The Alberta Women of The United Church of Canada are determined to find a made-in-Alberta solution to feed students who are going hungry. On Saturday they decided nothing less than a universal program would do and the provincial government has to play a role. “It needs to be offered around the whole province and it needs to be offered to anybody. There shouldn’t be a means test,” said one of the organizers Carolyn Pogue about the recommendations that came out of the Feed the Children conference at Gaetz United Church.

The Alberta Women of The United Church of Canada are determined to find a made-in-Alberta solution to feed students who are going hungry.

On Saturday they decided nothing less than a universal program would do and the provincial government has to play a role.

“It needs to be offered around the whole province and it needs to be offered to anybody. There shouldn’t be a means test,” said one of the organizers Carolyn Pogue about the recommendations that came out of the Feed the Children conference at Gaetz United Church.

“We are a very rich province. We are a very smart province and we can fix this problem. The Northwest Territories is dealing with this. Ontario is way ahead and Nova Scotia is way ahead of us, so let’s get moving.”

About 80 people from across the province came together on Saturday to discuss ways to end hunger in the classroom as part of The Child Wellbeing Initiative, formed about seven years ago by a group of women with the United Church.

Bill Moore-Kilgannon, executive director of Public Interest Alberta, said municipalities haven’t seen an provincial increase to the Family Community Support Services budget since 2009 which helps fund local social programs like poverty prevention. To meet its commitment to fund 80 per cent of FCSS costs, the province needs to contribute $25 million more to bring it up to $100 million.

Coincidently in 2009, the province created a $200-metre subsidy for the oil drilling sector because of the downturn in the economy, he said.

“They spent in two years $2.6 billion to subsidize the drilling industry,” Moore-Kilgannon, a panelist at the Feed the Children one-day conference.

Supporting children comes down to choice and mobilization, he said.

“The funding is there. We have the capacity to do it,” he said.

MLA David Swann, Liberal critic for health and human services, said for years government leadership has been lacking when it comes to eliminating poverty and he doesn’t have any confidence things will change with new Progressive Conservative Premier Jim Prentice.

But the citizens of Alberta can put a stop to that with their votes, he said.

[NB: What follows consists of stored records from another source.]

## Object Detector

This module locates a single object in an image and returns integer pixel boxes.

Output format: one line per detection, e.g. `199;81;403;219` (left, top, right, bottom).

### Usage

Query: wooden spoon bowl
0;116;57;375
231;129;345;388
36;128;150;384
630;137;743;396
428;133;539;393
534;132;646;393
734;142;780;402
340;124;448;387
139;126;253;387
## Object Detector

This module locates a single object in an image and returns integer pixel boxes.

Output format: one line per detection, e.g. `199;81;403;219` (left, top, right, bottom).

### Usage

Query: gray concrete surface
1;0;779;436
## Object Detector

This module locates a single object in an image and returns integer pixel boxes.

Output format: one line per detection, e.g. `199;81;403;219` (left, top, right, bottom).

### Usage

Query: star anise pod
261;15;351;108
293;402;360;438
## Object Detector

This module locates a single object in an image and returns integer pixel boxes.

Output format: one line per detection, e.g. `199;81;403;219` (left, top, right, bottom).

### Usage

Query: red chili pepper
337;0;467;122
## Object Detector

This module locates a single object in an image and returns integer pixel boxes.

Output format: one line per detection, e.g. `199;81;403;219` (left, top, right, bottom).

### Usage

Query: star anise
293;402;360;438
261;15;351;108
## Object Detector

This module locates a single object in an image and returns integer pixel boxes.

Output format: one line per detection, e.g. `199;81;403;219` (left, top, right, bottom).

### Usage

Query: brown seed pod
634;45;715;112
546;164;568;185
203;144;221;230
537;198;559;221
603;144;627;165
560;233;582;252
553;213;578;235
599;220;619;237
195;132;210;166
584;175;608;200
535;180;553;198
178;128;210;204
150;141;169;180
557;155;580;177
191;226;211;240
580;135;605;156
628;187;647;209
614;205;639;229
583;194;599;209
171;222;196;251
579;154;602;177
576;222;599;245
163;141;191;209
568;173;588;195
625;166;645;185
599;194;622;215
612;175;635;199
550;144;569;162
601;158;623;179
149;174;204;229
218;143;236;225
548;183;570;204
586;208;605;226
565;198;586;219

“(Government) makes priorities when citizens tell them in no uncertain terms if they don’t make it a priority, they’re not going to be there . . . . in the next election. And that people are going to be actively organizing so they don’t get elected next time,” said Swann who attended Saturday’s conference.

He said the conservative government is set in its “pull up your socks” mindset when it comes to poverty.

“I define poverty as a form of violence. And when we start thinking about poverty as a form violence, we stop thinking about blaming the victim and we start thinking about our collective responsibility,” said the MLA for Calgary-Mountain View.

Red Deer North MLA Mary Anne Jablonski said according to the 2013 PIA report, From Words to Action, there has been a decline in child poverty over the years.

“There is good news. We have managed to reduce child poverty,” said Jablonski who also attended the conference.

“I think there is political will for sure. None of us can feel good about being successful in Alberta when there are people who are hungry, especially children.”

It’s not just an issue for government, it requires a community effort, she said.

“Working together, I think we can solve this problem.”